Created attachment 674972 [details] ipa trustad install log Requested file.
In the log there is indicated success of ipa-adtrust-install run. Not sure what your original description of 'smb bailing' means then. In /var/log/messages I can see that winbindd was not able to authenticate to LDAP server using kerberos keytab and therefore everything failed. We can start from here. 1. Please show 'klist -k /etc/smb/samba.keytab' 2. Please show 'klist -c /run/samba/krb5cc_samba' 3. Try to authenticate using the samba.keytab and connect to the LDAP server manually as root (and show output here, replace dc=example,dc=com by correct DN): OLDKRB5CCNAME=$KRB5CCNAME export KRB5CCNAME=/run/samba/krb5cc_samba klist ldapsearch -Y GSSAPI -b "dc=example,dc=com" uid=admin export KRB5CCNAME=/tmp/test.ccache kinit -kt /etc/smb/samba.keytab klist ldapsearch -Y GSSAPI -b "dc=example,dc=com" uid=admin kdestroy export KRB5CCNAME=$OLDKRB5CCNAME One possible issue is that /run/samba/krb5cc_samba is from some old run and has a ticket obtained before re-install of FreeIPA (if any) so it is invalid and not accepted by the KDC.

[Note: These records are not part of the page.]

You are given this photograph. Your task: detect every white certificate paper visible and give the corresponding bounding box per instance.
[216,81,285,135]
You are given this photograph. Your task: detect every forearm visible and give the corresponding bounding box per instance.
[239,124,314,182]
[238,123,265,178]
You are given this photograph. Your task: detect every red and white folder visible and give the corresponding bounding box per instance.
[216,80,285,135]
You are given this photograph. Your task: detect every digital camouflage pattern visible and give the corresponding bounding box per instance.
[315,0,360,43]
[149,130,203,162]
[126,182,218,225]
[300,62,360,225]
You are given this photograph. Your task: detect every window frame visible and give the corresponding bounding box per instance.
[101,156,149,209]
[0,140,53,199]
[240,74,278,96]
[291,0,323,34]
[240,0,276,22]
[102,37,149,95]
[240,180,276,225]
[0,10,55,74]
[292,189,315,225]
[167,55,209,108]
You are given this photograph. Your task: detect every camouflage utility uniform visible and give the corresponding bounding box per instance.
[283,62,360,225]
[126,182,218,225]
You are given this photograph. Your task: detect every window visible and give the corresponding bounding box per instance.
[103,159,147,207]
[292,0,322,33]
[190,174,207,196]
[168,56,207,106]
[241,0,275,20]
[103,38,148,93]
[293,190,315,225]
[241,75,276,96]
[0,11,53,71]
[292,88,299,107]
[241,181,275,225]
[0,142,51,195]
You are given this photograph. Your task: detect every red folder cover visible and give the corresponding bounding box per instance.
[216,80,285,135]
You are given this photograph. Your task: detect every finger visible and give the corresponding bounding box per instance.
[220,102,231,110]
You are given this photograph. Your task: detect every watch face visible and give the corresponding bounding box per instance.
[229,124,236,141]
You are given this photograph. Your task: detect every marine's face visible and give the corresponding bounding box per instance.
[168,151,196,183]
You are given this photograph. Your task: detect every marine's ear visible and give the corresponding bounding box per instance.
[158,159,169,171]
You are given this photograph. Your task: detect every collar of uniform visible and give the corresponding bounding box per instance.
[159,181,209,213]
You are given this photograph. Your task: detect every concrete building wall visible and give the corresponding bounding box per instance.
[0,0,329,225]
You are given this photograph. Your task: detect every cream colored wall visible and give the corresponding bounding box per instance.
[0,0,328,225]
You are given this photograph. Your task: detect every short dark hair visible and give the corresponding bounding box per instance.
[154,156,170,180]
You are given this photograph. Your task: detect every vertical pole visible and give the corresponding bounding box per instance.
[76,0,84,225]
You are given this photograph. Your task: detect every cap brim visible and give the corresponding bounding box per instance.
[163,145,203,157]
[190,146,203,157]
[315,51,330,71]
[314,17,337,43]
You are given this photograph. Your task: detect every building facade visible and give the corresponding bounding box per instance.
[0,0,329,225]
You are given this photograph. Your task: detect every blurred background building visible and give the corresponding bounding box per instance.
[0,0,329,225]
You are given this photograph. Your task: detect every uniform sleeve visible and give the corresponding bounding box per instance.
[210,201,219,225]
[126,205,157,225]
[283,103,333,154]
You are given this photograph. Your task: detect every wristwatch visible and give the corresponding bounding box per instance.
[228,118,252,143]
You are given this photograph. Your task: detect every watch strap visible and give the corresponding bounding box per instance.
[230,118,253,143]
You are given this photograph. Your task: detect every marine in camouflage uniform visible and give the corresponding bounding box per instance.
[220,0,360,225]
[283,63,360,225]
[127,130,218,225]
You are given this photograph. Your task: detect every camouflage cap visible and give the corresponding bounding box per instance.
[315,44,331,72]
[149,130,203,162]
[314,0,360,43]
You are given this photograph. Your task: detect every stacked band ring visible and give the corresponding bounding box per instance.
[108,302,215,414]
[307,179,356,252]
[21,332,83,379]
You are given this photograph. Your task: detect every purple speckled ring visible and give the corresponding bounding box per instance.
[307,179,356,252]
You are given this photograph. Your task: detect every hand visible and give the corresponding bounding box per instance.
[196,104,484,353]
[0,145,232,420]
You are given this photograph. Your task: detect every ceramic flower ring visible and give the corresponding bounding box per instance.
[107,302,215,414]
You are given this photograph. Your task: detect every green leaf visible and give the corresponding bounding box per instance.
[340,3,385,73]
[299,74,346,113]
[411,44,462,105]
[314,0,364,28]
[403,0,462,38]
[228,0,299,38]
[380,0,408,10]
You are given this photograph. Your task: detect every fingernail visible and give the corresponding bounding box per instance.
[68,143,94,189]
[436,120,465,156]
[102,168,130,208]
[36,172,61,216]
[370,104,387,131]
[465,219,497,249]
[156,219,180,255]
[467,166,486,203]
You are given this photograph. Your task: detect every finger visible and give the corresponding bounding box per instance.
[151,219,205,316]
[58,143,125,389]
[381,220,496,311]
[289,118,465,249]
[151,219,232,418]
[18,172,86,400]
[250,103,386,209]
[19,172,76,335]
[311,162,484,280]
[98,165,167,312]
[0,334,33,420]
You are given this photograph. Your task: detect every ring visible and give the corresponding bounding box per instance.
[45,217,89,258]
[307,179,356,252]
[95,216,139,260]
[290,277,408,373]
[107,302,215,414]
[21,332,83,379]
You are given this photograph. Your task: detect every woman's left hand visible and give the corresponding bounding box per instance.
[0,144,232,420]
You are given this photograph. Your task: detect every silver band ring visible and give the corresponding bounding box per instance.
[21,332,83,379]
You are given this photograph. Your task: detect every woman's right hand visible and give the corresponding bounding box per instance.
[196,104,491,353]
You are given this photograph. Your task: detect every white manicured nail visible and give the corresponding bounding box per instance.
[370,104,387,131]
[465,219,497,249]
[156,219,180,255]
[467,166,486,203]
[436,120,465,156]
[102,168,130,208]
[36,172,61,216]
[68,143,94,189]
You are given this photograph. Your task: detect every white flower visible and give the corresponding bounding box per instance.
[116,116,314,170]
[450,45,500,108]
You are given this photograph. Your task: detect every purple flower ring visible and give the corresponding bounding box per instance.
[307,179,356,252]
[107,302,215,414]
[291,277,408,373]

Hi Alexander, I had been installing/uninstalling ipa and the adtrust parts since this was reported but was unable to get the winbind/smb piece to start. Then, as you suggested I removed the /run/samba/krb5cc_samba file and was able to carry on from "ipa-adtrust-install". Samba appears to be up and the testing shows it is ok. Sorry I have do not have it in a bad state to try the above. I will report back if it happens again. JES
Thanks. I tried to guard against these invalid tickets in the latest releases but sometimes the code is not robust enough. The case of multiple re-installs is rather edge case for testing/development purposes though. Feel free to close the bug.
May I ask if you can confirm that currently you can not have an IPA-to-IPA 2 way trust and that you can only have a IPA-to-AD trust? I have been trying that without success and did not want to keep trying if it is a known limitation. Thanks again, JES
IPA-to-AD is two-way trust. IPA-to-IPA trusts are not implemented yet. Feel free to file an RFE ticket in FreeIPA's Trac instance at https://fedorahosted.org/freeipa/.
Closing.
I have a Fedora 18 install on my company machine, set up to login using the Active Directory services. I got this same problem today, and I have nothing to do with IPA. However, abrt couldn't report the problem because it's the "duplicate" of this one...
Same here. Looking at backtrace it have something to do with printing. From logs: "PANIC: assert failed at ../source3/printing/printing.c(481): pjob->jobid == jobid"
Sorry, but there is no printing support in winbind at all.